P. But madam, if you will allow me, we consider our readers competent.
Susan. And I think (talks fast and emphatically but distinctly) an author knows something about a book too, after toiling at it for months. Humph, do you suppose I’ve been living so long for nothing and writing all my life, too? Your plan, indeed! My book “Winds that Sough in the Night” deals with Theosophy. You would give that to some man who thinks Theosophy all a humbug. He’d laugh at it and I’d be out my postage. If my book was an exposé of Theosophy, you would give it to some man who believed in the thing and he’d turn it down for spite. Author out again—say, when’ll Greathead be in?

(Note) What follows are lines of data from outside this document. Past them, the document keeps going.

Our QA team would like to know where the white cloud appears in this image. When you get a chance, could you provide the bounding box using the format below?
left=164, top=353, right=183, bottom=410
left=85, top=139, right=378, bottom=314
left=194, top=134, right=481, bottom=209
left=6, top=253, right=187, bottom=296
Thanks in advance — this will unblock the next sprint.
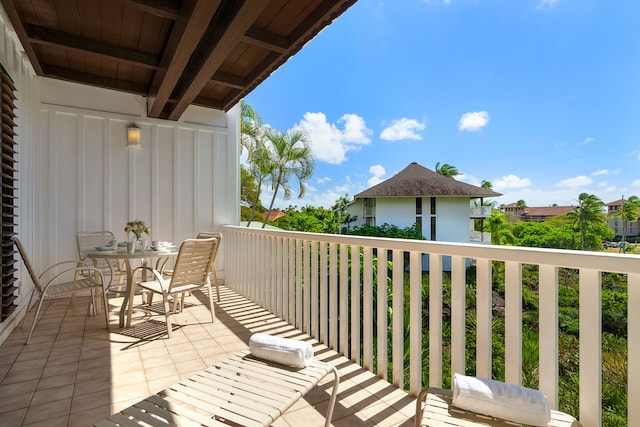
left=367, top=165, right=387, bottom=187
left=556, top=175, right=593, bottom=188
left=458, top=111, right=489, bottom=131
left=380, top=117, right=427, bottom=141
left=492, top=174, right=531, bottom=192
left=537, top=0, right=558, bottom=9
left=294, top=112, right=373, bottom=165
left=576, top=136, right=593, bottom=147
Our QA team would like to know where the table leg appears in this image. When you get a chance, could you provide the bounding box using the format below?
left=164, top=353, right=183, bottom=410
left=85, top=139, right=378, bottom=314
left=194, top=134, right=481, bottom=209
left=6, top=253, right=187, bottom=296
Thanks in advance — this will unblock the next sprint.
left=120, top=258, right=136, bottom=328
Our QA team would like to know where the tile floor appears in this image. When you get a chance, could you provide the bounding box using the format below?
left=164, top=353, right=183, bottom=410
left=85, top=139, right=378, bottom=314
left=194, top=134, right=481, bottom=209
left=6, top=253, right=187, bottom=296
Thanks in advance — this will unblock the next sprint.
left=0, top=287, right=415, bottom=427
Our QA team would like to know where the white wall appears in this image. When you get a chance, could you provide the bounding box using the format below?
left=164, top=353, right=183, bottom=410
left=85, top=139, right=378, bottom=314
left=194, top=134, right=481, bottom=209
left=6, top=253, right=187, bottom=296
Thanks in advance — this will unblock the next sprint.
left=376, top=197, right=416, bottom=228
left=438, top=197, right=471, bottom=243
left=0, top=8, right=240, bottom=343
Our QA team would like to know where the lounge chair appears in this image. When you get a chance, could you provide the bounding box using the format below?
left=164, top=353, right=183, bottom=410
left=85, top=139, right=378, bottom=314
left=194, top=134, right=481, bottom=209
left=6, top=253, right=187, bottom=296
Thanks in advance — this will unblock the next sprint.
left=94, top=350, right=340, bottom=427
left=415, top=388, right=581, bottom=427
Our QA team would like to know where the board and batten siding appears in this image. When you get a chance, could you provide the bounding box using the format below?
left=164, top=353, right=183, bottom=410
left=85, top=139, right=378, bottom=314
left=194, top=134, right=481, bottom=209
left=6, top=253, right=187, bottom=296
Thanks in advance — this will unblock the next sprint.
left=438, top=197, right=471, bottom=243
left=34, top=104, right=239, bottom=265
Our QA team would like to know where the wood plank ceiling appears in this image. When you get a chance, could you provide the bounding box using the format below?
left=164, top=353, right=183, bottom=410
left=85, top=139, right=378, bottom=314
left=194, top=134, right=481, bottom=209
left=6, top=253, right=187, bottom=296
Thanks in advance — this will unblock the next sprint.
left=0, top=0, right=356, bottom=120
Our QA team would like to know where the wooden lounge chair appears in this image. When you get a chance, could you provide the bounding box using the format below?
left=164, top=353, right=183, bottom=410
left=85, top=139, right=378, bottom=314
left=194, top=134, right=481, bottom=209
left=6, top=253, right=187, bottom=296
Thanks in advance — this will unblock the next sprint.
left=414, top=388, right=581, bottom=427
left=94, top=350, right=340, bottom=427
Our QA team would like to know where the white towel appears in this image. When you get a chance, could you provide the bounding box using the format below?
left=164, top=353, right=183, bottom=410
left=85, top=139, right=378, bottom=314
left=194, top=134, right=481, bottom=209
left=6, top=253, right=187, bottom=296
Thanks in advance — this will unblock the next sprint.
left=249, top=334, right=313, bottom=368
left=453, top=374, right=551, bottom=426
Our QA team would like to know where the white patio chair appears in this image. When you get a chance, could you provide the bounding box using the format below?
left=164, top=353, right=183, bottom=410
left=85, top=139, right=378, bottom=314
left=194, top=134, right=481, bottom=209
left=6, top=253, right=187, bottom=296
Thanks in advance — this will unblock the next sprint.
left=132, top=238, right=218, bottom=338
left=14, top=238, right=109, bottom=344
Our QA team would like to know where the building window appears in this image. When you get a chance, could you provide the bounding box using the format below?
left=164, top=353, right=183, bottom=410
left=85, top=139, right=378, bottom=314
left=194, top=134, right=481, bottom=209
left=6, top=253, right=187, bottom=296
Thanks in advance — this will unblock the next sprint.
left=0, top=68, right=18, bottom=322
left=431, top=216, right=436, bottom=240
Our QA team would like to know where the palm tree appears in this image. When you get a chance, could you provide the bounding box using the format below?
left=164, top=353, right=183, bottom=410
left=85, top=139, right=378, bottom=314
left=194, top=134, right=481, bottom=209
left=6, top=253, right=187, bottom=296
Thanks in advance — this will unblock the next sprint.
left=247, top=137, right=274, bottom=227
left=240, top=98, right=262, bottom=158
left=262, top=128, right=314, bottom=228
left=436, top=162, right=460, bottom=178
left=611, top=196, right=640, bottom=249
left=567, top=193, right=605, bottom=250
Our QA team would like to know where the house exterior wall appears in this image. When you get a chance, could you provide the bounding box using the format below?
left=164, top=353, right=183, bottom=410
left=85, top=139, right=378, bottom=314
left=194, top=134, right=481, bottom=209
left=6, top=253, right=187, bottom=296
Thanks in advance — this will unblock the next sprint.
left=0, top=9, right=240, bottom=342
left=435, top=197, right=471, bottom=243
left=347, top=197, right=471, bottom=243
left=376, top=197, right=416, bottom=228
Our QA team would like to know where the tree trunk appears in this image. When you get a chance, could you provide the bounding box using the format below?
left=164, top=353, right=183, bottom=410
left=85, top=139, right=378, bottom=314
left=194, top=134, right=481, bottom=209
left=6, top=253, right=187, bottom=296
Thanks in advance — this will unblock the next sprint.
left=262, top=179, right=280, bottom=228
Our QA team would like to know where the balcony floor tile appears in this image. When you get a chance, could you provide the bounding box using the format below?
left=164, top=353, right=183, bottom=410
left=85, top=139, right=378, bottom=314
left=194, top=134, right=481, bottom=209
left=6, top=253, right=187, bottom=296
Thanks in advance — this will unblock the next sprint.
left=0, top=286, right=415, bottom=427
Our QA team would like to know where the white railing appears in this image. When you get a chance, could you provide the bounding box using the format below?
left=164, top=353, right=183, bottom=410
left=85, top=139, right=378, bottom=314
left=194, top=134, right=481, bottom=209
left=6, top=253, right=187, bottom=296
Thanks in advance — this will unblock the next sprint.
left=223, top=226, right=640, bottom=427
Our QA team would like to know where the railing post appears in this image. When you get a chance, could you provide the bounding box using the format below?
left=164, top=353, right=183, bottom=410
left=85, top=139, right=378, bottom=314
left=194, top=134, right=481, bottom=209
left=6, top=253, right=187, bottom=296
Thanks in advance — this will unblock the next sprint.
left=580, top=269, right=604, bottom=427
left=538, top=265, right=558, bottom=409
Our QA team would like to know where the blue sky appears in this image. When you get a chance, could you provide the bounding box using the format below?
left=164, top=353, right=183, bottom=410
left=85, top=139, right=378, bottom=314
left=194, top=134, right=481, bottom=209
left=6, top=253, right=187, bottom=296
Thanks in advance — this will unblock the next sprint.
left=246, top=0, right=640, bottom=208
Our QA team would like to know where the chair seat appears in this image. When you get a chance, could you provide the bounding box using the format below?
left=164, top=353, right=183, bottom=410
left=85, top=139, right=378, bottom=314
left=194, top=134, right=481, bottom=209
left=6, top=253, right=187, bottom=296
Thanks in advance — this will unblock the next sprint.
left=45, top=277, right=100, bottom=297
left=138, top=280, right=201, bottom=294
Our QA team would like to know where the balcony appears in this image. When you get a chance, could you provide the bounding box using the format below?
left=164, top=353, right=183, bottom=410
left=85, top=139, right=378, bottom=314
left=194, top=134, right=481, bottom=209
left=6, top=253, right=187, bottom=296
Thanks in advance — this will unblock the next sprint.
left=223, top=227, right=640, bottom=427
left=0, top=286, right=415, bottom=427
left=0, top=226, right=640, bottom=427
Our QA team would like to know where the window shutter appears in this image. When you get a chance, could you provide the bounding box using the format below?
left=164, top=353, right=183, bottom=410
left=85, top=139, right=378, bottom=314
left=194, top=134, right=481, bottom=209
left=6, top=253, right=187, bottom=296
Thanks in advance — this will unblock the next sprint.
left=0, top=69, right=18, bottom=322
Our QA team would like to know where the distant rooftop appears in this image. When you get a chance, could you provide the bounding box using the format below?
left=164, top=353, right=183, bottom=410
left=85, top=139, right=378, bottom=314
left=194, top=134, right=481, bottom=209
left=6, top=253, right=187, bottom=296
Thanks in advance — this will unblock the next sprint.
left=354, top=162, right=502, bottom=199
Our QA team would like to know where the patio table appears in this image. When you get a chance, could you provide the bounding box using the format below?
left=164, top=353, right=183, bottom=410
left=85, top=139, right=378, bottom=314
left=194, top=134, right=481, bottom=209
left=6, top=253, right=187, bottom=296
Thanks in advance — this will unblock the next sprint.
left=82, top=247, right=178, bottom=328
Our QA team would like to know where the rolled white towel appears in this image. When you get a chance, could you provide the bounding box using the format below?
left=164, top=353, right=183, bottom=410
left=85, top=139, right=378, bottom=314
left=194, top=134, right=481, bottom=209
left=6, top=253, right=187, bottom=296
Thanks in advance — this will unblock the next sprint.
left=249, top=334, right=313, bottom=368
left=453, top=374, right=551, bottom=426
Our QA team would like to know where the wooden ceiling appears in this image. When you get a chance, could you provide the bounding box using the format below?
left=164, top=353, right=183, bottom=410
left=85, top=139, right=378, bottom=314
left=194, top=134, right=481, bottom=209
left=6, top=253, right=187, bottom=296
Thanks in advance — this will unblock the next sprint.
left=0, top=0, right=356, bottom=120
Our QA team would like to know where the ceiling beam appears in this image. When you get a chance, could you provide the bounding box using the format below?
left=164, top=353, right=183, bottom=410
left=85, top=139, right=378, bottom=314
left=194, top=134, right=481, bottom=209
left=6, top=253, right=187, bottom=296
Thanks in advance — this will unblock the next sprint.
left=242, top=27, right=289, bottom=53
left=224, top=0, right=356, bottom=110
left=25, top=24, right=160, bottom=70
left=161, top=0, right=269, bottom=120
left=125, top=0, right=180, bottom=21
left=0, top=0, right=42, bottom=74
left=41, top=64, right=147, bottom=95
left=211, top=71, right=247, bottom=89
left=147, top=0, right=221, bottom=118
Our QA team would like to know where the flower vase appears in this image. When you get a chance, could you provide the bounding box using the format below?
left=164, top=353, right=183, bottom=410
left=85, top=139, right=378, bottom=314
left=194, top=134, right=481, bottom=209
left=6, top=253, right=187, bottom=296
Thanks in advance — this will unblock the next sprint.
left=136, top=237, right=147, bottom=251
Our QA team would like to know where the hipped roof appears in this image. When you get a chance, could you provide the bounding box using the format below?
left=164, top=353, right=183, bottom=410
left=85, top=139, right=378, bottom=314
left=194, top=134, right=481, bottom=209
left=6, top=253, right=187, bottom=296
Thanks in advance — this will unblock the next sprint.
left=354, top=162, right=502, bottom=199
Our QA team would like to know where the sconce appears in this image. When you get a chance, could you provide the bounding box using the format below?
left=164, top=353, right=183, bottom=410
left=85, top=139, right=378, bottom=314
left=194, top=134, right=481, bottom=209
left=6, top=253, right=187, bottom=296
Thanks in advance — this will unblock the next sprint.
left=127, top=123, right=142, bottom=149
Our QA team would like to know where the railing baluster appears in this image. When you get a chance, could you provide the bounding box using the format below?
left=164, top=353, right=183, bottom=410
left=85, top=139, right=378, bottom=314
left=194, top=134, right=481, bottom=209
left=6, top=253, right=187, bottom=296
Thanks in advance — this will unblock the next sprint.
left=504, top=261, right=522, bottom=385
left=309, top=240, right=320, bottom=337
left=338, top=243, right=350, bottom=357
left=409, top=251, right=422, bottom=394
left=539, top=265, right=558, bottom=409
left=451, top=256, right=466, bottom=380
left=429, top=254, right=442, bottom=388
left=391, top=250, right=404, bottom=388
left=362, top=246, right=373, bottom=371
left=628, top=273, right=640, bottom=427
left=579, top=269, right=602, bottom=427
left=376, top=248, right=389, bottom=380
left=350, top=245, right=362, bottom=363
left=319, top=242, right=330, bottom=348
left=476, top=258, right=493, bottom=378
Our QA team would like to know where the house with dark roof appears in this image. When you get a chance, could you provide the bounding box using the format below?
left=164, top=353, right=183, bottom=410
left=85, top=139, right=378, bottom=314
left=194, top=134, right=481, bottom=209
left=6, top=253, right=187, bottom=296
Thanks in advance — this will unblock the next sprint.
left=348, top=162, right=501, bottom=243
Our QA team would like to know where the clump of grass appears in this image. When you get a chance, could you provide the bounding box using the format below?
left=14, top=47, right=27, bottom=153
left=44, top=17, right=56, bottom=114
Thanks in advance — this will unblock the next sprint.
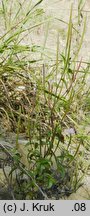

P. I should say inside half an hour.
Susan. Which had I better see, Mr. Greathead or Mr. Wright?
P. (Resignedly.) Either will do.
Susan. Then I’ll see Greathead first.
P. Have you a letter of introduction, madam?
Susan. Don’t need any. I introduce myself. If Greathead doesn’t come around to my views I’ll see Wright. If he is not convinced, I’ll get the two together and tell ’em what they are missing if they reject my novel. Why, it is equal to Uncle Tom’s Cabin and it is longer than “Robert El Smere.”
P. (Getting impatient.) Miss Brown, excuse me, I am very busy, will you leave a card?